On the previous page, we only stated the conclusions regarding the density distribution of \(SO(3)\) in Rodrigues space. Here we explain the concept of the Jacobian that underlies it. In a nutshell, the Jacobian is a quantity that represents “how much an infinitesimal length, area, or volume is scaled up or down by a coordinate transformation.” It becomes easier to understand if you think of it as the multivariable version of the single-variable derivative \(dx/dt\).

What Is a Determinant?

Before explaining the Jacobian, let us first review the meaning of the determinant (feel free to skip this section if you don’t need it).

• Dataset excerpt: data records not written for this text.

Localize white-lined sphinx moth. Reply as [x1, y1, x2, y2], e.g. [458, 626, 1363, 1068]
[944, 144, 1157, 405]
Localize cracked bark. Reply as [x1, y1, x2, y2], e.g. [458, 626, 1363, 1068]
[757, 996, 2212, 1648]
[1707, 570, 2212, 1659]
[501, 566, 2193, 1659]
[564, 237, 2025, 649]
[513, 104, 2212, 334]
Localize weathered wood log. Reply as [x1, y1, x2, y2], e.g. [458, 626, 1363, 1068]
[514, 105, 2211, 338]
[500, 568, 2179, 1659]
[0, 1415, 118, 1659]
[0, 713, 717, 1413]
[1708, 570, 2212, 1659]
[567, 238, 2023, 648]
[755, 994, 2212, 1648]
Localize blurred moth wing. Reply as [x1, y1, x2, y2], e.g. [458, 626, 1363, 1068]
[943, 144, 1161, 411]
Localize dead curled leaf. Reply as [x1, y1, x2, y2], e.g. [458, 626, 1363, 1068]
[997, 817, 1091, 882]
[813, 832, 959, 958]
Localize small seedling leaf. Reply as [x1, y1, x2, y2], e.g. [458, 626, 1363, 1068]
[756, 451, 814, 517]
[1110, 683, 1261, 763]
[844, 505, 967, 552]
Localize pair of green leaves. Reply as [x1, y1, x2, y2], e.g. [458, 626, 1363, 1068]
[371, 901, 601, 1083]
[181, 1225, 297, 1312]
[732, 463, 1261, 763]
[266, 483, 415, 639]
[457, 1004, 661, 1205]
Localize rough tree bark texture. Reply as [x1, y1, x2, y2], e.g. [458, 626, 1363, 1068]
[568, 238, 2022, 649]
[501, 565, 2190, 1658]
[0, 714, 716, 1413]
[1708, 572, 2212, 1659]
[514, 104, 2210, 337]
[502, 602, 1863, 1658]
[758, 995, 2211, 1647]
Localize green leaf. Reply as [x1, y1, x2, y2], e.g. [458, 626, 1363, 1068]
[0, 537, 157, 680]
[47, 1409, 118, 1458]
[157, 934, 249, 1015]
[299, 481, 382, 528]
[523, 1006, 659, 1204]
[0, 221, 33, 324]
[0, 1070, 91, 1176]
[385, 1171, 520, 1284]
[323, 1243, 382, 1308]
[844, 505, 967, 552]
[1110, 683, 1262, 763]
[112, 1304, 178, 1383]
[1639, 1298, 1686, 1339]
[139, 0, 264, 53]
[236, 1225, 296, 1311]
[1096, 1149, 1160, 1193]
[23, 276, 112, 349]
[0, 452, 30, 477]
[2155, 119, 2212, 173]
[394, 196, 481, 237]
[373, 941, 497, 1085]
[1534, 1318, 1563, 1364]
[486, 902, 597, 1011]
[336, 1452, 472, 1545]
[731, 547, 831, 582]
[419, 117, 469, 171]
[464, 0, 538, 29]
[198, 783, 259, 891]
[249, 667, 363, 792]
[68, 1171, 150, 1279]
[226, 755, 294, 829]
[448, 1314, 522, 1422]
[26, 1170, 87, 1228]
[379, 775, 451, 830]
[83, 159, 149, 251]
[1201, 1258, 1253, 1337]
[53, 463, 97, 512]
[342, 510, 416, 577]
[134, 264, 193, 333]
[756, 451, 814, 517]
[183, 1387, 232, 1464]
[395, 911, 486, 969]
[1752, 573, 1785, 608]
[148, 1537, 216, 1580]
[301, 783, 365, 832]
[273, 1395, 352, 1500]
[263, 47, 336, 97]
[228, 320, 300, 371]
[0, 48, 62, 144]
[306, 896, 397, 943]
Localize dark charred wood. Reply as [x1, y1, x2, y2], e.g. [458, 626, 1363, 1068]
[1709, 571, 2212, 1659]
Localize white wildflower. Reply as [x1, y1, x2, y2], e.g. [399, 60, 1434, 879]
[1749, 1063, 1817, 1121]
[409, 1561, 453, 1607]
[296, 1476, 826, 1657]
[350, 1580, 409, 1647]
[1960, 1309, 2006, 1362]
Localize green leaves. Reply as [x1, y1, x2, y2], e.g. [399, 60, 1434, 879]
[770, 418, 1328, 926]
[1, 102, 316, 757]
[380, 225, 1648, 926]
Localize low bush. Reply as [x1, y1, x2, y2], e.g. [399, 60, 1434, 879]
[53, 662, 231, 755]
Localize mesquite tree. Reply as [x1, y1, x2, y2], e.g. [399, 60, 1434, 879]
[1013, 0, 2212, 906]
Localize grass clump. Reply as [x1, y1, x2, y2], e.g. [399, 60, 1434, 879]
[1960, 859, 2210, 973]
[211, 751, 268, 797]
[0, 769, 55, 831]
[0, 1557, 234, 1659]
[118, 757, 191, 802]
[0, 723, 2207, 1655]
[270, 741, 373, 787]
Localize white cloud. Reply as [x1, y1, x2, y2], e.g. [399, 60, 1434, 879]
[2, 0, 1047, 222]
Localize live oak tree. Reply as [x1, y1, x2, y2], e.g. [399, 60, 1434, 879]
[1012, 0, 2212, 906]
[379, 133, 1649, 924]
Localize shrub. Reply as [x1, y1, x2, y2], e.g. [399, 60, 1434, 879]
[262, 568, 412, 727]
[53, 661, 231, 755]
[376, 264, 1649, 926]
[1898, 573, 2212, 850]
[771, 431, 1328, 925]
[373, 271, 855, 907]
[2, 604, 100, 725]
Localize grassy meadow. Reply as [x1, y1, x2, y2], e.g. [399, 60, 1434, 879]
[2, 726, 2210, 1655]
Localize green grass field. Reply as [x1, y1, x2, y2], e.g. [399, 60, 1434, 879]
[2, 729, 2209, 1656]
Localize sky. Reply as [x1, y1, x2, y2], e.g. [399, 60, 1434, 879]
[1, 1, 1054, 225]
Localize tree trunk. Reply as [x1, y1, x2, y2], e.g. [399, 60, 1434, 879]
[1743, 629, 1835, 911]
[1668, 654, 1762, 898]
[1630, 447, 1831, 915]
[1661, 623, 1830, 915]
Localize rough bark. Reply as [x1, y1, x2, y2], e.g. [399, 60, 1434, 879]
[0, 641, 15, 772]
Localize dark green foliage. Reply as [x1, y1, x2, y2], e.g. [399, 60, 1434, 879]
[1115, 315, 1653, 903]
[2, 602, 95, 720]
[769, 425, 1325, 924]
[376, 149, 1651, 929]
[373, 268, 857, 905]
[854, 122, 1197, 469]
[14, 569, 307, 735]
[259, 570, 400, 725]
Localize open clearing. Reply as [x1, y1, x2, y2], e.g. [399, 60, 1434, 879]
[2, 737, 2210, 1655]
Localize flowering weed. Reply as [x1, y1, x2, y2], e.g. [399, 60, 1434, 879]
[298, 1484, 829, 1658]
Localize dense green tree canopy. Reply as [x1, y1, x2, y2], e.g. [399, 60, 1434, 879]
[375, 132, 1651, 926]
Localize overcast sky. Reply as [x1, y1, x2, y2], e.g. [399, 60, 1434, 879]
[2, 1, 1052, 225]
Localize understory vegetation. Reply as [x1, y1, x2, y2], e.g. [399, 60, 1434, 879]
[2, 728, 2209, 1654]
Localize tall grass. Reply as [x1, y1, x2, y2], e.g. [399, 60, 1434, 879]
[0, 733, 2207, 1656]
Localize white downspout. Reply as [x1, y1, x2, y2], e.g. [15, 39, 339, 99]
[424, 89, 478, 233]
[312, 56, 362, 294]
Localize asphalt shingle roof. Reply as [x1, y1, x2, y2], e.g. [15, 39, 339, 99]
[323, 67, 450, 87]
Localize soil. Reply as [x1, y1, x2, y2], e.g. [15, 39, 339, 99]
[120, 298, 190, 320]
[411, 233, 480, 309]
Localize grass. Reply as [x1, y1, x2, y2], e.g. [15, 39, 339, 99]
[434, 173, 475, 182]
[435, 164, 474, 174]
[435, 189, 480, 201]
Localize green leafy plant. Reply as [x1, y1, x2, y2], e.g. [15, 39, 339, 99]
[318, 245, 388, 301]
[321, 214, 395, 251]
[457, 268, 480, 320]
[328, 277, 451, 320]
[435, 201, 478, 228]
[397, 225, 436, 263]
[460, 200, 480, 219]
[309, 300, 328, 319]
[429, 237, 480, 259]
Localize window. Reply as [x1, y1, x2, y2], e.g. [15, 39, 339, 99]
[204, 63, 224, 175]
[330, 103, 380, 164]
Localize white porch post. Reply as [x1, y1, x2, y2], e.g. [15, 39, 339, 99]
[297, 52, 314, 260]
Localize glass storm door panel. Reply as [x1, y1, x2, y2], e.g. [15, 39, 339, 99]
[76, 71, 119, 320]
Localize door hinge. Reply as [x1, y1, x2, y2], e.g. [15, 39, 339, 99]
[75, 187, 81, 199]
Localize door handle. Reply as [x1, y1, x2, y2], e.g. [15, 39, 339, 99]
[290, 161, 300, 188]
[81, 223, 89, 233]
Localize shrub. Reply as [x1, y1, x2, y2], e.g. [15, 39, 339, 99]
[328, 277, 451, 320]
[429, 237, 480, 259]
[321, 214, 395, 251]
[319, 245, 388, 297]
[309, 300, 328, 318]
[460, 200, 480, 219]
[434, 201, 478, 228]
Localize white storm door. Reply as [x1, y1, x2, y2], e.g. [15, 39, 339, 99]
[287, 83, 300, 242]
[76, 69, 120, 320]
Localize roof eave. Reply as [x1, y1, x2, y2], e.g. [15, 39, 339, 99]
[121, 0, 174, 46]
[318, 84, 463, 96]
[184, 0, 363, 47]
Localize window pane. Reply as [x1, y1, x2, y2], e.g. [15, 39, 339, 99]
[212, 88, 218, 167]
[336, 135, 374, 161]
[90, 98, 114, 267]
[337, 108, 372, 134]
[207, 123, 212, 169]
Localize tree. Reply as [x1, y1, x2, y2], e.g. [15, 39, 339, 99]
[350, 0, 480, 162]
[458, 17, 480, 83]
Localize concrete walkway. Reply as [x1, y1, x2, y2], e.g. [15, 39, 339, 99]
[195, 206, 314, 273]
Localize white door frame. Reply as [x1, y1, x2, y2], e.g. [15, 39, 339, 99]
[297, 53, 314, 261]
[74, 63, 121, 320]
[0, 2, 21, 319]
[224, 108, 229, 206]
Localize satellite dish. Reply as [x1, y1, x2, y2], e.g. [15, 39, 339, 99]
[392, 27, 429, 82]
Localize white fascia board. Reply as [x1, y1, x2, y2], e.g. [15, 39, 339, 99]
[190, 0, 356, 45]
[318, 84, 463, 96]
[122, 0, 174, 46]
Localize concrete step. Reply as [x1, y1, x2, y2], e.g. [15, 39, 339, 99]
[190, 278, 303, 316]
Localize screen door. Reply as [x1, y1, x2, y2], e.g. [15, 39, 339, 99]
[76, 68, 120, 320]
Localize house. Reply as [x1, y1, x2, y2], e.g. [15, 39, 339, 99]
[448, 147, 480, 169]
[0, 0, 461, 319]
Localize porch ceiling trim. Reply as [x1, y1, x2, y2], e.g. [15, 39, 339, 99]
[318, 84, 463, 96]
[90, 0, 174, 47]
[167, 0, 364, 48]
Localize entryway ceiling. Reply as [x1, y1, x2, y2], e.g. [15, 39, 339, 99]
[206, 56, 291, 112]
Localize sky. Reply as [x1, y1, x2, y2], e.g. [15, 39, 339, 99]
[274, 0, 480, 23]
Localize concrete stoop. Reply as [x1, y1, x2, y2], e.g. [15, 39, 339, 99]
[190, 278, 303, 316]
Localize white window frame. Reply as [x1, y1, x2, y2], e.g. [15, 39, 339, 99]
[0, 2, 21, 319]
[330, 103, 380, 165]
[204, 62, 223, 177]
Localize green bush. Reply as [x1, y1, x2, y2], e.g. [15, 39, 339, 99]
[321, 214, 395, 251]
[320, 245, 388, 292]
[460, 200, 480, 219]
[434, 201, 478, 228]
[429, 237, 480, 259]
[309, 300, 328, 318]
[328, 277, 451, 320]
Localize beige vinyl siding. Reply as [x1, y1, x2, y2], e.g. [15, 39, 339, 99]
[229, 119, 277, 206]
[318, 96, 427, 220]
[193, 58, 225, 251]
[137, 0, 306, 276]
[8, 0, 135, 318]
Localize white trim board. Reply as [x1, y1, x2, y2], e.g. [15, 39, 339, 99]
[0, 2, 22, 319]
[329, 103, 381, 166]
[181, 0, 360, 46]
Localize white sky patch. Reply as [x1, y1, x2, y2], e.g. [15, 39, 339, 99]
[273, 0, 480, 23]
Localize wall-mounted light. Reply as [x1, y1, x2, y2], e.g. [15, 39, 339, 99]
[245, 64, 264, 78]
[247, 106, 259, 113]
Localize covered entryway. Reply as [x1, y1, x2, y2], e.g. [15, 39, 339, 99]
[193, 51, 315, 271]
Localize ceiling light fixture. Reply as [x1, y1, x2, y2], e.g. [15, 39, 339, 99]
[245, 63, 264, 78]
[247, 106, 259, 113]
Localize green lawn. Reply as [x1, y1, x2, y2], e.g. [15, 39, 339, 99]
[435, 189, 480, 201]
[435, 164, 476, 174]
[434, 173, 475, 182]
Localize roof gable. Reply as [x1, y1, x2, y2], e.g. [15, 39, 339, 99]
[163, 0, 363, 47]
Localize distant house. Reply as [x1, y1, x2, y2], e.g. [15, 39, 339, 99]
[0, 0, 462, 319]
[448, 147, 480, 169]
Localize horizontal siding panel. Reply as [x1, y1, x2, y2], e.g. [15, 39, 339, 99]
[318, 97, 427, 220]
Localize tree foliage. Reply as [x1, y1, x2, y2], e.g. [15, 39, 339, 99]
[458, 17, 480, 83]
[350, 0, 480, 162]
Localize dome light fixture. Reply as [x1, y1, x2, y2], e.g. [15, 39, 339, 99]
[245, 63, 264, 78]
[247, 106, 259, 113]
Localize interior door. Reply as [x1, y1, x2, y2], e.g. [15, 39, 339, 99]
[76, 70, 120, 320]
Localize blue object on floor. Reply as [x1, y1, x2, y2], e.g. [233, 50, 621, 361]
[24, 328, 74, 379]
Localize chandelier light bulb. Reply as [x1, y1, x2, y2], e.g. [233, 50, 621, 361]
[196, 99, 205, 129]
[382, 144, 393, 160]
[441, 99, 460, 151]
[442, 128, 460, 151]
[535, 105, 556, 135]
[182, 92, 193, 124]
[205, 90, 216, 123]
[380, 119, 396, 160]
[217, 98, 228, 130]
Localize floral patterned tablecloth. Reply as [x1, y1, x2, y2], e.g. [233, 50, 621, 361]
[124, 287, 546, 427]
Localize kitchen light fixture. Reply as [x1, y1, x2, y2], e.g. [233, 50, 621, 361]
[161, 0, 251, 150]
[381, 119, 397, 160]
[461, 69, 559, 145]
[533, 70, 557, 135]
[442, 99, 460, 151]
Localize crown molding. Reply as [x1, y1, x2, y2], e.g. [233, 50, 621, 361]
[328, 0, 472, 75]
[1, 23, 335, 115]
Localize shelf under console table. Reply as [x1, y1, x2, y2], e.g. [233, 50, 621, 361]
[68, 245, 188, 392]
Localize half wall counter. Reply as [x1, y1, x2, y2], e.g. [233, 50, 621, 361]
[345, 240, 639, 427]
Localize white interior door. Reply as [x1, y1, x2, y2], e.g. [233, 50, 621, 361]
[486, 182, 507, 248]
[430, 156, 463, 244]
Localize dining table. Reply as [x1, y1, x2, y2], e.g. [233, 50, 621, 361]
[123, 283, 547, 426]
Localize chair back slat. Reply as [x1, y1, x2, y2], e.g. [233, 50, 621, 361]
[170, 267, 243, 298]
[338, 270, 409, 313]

A determinant is a scalar quantity defined for a square matrix. Here we consider a \(3 \times 3\) matrix$$
M=\begin{pmatrix} a_x & b_x & c_x\\ a_y & b_y & c_y\\ a_z & b_z & c_z\end{pmatrix}
=\left(\begin{array}{c|c|c} & & \\ \mathbf{a} & \mathbf{b} & \mathbf{c}\\ & & \end{array}\right)
$$ \(\mathbf{a} , \mathbf{b} , \mathbf{c}\) are 3-dimensional column vectors, but when they appear in the formulas below, please think of them simply as 3-dimensional vectors. The determinant of this matrix is given1 by $$\det M
=a_x ( b_y c_z-c_y b_z)-b_x (a_y c_z-c_y a_z )+c_x(a_y b_z -b_y a_z )
= \mathbf{a} \cdot (\mathbf{b} \times \mathbf{c}) = \mathbf{b} \cdot (\mathbf{c} \times \mathbf{a}) = \mathbf{c} \cdot (\mathbf{a} \times \mathbf{b})
$$ Here, \(\cdot\) denotes the inner product and \(\times\) denotes the cross product. Let us consider what this quantity means.

First, given three vectors \( \mathbf{u}, \mathbf{v}, \mathbf{w}\) in 3-dimensional space, the volume \(V\) of the parallelepiped they span is2$$
V=\mathbf{u} \cdot (\mathbf{v} \times \mathbf{w})
$$ Now, let \( \mathbf{u}’,\mathbf{v}’,\mathbf{w}’\) be the vectors obtained by applying the linear transformation \(M\) to \( \mathbf{u}, \mathbf{v}, \mathbf{w}\). The volume \(V’\) of the parallelepiped they span satisfies3$$
V’=\mathbf{u}’ \cdot (\mathbf{v}’ \times \mathbf{w}’)
= [\mathbf{u}\cdot (\mathbf{v} \times \mathbf{w}) ][\mathbf{a} \cdot ( \mathbf{b} \times \mathbf{c}) ]
= V \det M
$$

In other words, the determinant \(\det M\) represents the ratio of volume change before and after applying the linear transformation \(M\). Note that “volume” should be read as “length” if the matrix dimension is 1, “area” if 2, “volume” if 3, and “hypervolume” if 4 or more.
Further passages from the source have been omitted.